Australian company Hadal Subsea, makers of the world’s deepest diving submersible,  encountered problems with the stability of the mounts holding its underwater camera and  side scan sonar, due to the immense pressures encountered at depth. There were long delays in having new prototype mounts designed and manufactured. Hadal fast-tracked the process by designing their own prototypes and using a Markforged printer to produce them at their Perth base. They were able to quickly make modifications after testing, and printed the final mounts themselves.

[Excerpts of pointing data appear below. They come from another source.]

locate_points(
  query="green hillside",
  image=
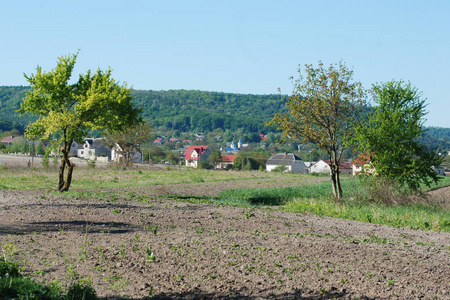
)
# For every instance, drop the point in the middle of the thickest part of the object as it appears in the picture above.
(195, 111)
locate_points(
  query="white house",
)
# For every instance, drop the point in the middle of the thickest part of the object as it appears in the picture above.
(94, 148)
(323, 166)
(116, 155)
(196, 154)
(292, 162)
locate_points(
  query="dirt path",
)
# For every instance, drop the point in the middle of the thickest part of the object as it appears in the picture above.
(169, 249)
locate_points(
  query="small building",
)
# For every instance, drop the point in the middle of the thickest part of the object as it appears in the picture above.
(292, 162)
(226, 162)
(9, 140)
(116, 155)
(196, 154)
(174, 140)
(439, 170)
(94, 148)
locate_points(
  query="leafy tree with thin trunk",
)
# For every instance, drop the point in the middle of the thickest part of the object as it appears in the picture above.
(390, 134)
(322, 108)
(67, 111)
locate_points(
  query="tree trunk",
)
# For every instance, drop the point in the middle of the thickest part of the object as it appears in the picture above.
(64, 183)
(61, 175)
(68, 180)
(335, 181)
(338, 183)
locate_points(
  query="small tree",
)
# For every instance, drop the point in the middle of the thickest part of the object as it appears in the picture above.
(321, 110)
(67, 111)
(127, 142)
(390, 134)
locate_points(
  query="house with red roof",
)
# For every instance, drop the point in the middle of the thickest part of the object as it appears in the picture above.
(323, 166)
(196, 154)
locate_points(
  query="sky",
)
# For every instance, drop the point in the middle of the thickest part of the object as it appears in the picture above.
(246, 47)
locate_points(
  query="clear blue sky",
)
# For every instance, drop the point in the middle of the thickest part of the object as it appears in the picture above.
(234, 46)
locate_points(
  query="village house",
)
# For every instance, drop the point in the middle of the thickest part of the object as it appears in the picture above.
(226, 162)
(196, 154)
(323, 166)
(116, 155)
(9, 140)
(292, 162)
(94, 148)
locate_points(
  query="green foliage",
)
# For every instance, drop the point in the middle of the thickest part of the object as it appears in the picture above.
(127, 141)
(79, 291)
(14, 286)
(200, 111)
(390, 136)
(321, 110)
(68, 111)
(316, 199)
(9, 268)
(248, 161)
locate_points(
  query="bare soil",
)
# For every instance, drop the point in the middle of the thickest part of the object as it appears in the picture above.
(139, 245)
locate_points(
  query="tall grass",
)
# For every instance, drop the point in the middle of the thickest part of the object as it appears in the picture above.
(316, 199)
(85, 179)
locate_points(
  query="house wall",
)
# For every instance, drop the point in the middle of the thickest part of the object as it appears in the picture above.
(320, 167)
(296, 167)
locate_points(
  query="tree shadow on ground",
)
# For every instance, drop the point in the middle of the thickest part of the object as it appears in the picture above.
(79, 226)
(269, 293)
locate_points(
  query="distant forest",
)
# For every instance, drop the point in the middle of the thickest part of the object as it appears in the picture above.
(195, 111)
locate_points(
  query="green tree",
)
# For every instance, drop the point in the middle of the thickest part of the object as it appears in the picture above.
(390, 135)
(68, 111)
(322, 108)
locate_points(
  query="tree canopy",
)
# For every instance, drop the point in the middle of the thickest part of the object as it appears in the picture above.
(324, 104)
(390, 134)
(67, 111)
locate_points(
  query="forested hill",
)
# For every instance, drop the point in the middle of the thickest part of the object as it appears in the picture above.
(188, 110)
(182, 110)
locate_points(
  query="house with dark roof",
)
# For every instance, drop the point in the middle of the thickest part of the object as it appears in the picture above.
(292, 162)
(323, 166)
(226, 162)
(94, 148)
(196, 154)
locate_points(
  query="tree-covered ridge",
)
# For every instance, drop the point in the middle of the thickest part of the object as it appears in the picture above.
(188, 110)
(191, 110)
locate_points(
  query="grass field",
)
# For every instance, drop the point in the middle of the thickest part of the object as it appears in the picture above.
(308, 196)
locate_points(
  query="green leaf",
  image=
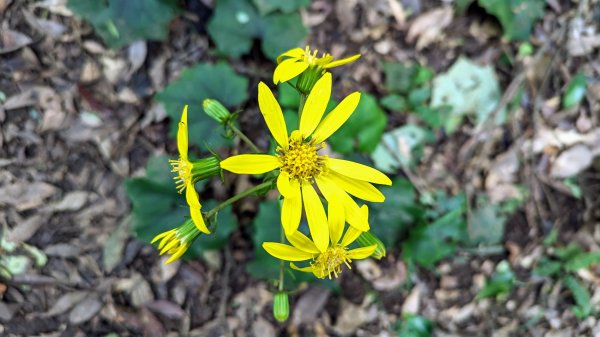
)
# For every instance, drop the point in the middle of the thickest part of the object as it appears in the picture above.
(470, 89)
(575, 91)
(394, 103)
(415, 326)
(582, 297)
(390, 221)
(122, 22)
(400, 147)
(517, 17)
(428, 244)
(582, 261)
(354, 135)
(547, 268)
(281, 32)
(192, 87)
(236, 23)
(501, 282)
(288, 6)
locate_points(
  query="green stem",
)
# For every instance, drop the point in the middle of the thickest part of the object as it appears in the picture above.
(281, 264)
(237, 197)
(243, 137)
(301, 105)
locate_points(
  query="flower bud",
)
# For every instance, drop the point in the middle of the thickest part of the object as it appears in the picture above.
(281, 306)
(367, 239)
(216, 110)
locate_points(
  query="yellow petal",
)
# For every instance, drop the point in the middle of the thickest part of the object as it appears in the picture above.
(315, 216)
(192, 199)
(291, 212)
(295, 53)
(336, 218)
(302, 242)
(288, 69)
(358, 188)
(358, 171)
(286, 252)
(182, 143)
(271, 111)
(342, 61)
(337, 117)
(251, 163)
(283, 183)
(308, 269)
(361, 253)
(315, 105)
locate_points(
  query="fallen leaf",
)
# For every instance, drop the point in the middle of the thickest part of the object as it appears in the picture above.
(429, 26)
(24, 195)
(72, 201)
(571, 161)
(11, 40)
(85, 310)
(65, 302)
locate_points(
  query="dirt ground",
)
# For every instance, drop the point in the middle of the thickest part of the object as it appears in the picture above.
(62, 171)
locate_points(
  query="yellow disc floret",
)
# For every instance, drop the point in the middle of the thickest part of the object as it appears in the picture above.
(301, 160)
(330, 261)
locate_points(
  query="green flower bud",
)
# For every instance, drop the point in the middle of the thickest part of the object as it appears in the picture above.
(367, 239)
(216, 111)
(281, 306)
(309, 78)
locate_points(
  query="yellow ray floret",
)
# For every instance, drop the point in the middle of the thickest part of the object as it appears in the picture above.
(301, 166)
(326, 262)
(295, 61)
(184, 179)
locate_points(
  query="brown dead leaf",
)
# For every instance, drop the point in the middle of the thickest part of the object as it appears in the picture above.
(11, 40)
(572, 161)
(25, 195)
(429, 26)
(85, 310)
(65, 302)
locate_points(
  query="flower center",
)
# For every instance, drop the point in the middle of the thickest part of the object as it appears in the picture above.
(301, 160)
(183, 168)
(330, 261)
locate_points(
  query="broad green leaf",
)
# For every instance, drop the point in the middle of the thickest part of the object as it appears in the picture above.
(582, 261)
(582, 297)
(517, 17)
(218, 81)
(501, 282)
(363, 130)
(400, 147)
(236, 23)
(391, 220)
(470, 89)
(428, 244)
(415, 326)
(395, 103)
(575, 91)
(288, 6)
(122, 22)
(281, 32)
(547, 268)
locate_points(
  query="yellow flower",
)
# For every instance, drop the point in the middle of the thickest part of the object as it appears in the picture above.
(184, 179)
(327, 262)
(301, 165)
(176, 242)
(295, 61)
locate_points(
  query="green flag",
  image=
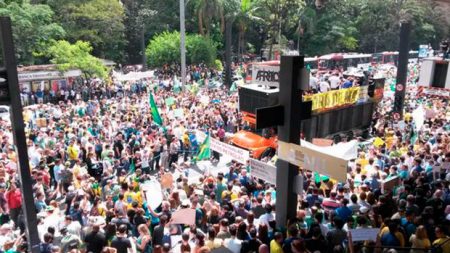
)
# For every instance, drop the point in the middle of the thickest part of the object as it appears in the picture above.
(320, 178)
(132, 168)
(205, 150)
(155, 113)
(317, 178)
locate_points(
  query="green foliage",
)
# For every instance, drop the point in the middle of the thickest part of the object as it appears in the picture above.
(76, 56)
(165, 49)
(200, 50)
(368, 25)
(33, 28)
(218, 65)
(100, 22)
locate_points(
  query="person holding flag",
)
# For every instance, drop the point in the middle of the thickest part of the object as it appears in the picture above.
(204, 150)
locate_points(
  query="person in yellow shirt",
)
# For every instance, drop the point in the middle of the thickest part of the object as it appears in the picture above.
(131, 196)
(276, 243)
(72, 152)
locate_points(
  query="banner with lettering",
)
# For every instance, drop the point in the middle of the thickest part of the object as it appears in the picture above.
(238, 154)
(332, 99)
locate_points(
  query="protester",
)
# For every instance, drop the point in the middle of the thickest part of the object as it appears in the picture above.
(100, 163)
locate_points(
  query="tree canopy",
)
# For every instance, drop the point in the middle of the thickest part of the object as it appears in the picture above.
(33, 28)
(100, 22)
(121, 30)
(68, 56)
(165, 49)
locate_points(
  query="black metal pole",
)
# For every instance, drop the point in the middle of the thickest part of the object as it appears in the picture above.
(18, 128)
(402, 70)
(290, 99)
(228, 41)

These have been used successfully at depths of 11,000  metres, where the pressure exceeds 2,500 tonnes. 

Introducing Markforged’s new printer, Richard Elving said the team developing the FX20  had nicknamed it “The Beast” because it offered more than twice the capacity of the largest Markforged printer made at the time. 

“The good news is that this beast is actually a beauty, and one of its endearing features is  that it works straight out of the box.” 

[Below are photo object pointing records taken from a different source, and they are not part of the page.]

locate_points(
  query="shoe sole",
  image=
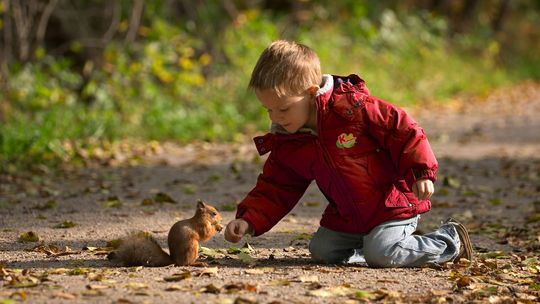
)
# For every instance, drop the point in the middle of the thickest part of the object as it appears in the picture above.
(465, 241)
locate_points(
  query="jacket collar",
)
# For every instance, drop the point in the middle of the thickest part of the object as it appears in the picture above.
(323, 94)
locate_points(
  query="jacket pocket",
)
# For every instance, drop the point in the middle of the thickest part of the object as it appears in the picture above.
(396, 199)
(380, 168)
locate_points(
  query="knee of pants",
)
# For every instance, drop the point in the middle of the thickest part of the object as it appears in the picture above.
(379, 256)
(323, 253)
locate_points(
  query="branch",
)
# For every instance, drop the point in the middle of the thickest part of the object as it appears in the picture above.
(116, 10)
(44, 21)
(135, 20)
(8, 39)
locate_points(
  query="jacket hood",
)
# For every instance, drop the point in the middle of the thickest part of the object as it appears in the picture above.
(331, 84)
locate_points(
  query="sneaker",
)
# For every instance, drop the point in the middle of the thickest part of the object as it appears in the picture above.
(465, 249)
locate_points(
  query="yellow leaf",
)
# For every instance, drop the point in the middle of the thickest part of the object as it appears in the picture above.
(29, 236)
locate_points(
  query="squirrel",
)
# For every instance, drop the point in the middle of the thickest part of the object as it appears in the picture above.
(141, 249)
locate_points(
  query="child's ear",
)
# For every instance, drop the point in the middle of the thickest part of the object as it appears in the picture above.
(312, 90)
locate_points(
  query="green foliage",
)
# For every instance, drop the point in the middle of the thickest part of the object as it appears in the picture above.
(168, 85)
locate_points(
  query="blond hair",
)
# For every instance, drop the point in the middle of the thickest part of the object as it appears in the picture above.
(287, 67)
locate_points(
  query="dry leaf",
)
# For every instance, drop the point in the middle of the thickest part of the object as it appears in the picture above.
(178, 277)
(65, 295)
(336, 291)
(262, 270)
(136, 286)
(97, 287)
(307, 279)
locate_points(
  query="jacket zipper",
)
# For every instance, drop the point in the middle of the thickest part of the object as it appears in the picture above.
(334, 173)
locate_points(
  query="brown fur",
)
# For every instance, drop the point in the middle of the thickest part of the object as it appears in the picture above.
(184, 237)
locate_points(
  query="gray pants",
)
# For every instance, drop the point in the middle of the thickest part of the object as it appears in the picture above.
(390, 244)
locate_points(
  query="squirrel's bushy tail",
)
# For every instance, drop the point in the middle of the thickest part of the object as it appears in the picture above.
(140, 249)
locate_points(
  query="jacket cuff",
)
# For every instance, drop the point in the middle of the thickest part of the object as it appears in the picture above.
(425, 174)
(255, 230)
(414, 174)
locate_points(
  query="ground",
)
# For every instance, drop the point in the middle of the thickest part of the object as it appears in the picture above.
(489, 179)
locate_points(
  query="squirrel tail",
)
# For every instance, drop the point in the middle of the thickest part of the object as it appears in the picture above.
(140, 249)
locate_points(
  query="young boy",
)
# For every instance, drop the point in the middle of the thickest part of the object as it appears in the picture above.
(369, 158)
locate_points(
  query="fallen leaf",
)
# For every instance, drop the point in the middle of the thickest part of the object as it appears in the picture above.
(92, 293)
(178, 277)
(209, 272)
(236, 287)
(211, 288)
(307, 279)
(112, 202)
(65, 295)
(262, 270)
(176, 288)
(246, 259)
(205, 251)
(162, 197)
(336, 291)
(136, 286)
(79, 271)
(29, 236)
(97, 287)
(50, 204)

“Some of the large printers on the market can take literally weeks – even months – to install, set up and configure. With the FX20 you just plug it into the wall, fire up your browser and you’re in business. You can literally uncrate it in the morning and be printing in the afternoon,” he said. 

The printer’s versatility is enhanced by the wide range of materials Markforged has developed – there are presently 28 different options. It is currently the only 3D printer in the world offering continuous carbon fibre reinforcement, for high-performance applications in aerospace, defence, automotive and oil and gas. Carbon fibre-strengthened printed metals can be three times as strong as aluminium.  

The FX20’s operating software is updated on a continuous basis, to provide ongoing improvement of the operation and productivity of the printer. Conventional manufacturing machinery requires ongoing maintenance and repairs if their initial productivity levels are to be sustained over time. By contrast the output rate of the FX20 – like all printers in the 

Markforged range – will increase steadily throughout its working life. Thanks to regular software updates, current printers in the range have shown a three-fold increase in productivity over a five-year period. This makes the printer particularly attractive to companies using it for long production runs, where unit costs will steadily decrease over time. 

“In summary, the FX20 will deliver advanced composite and metal industrial grade end-use parts on demand, at the point of need and, importantly, at costs normally well below those of similar items conventionally manufactured,” said Mr. Elving. 

“Printers and materials of this quality seriously challenge the viability of traditional manufacturing methods, as well as the existing supply chain mentality. 

“To all Australian manufacturers currently reliant on imported parts, and suffering delays  and reputational damage in the process, I would pose one simple question – Is it better to  get it overseas, or overnight?”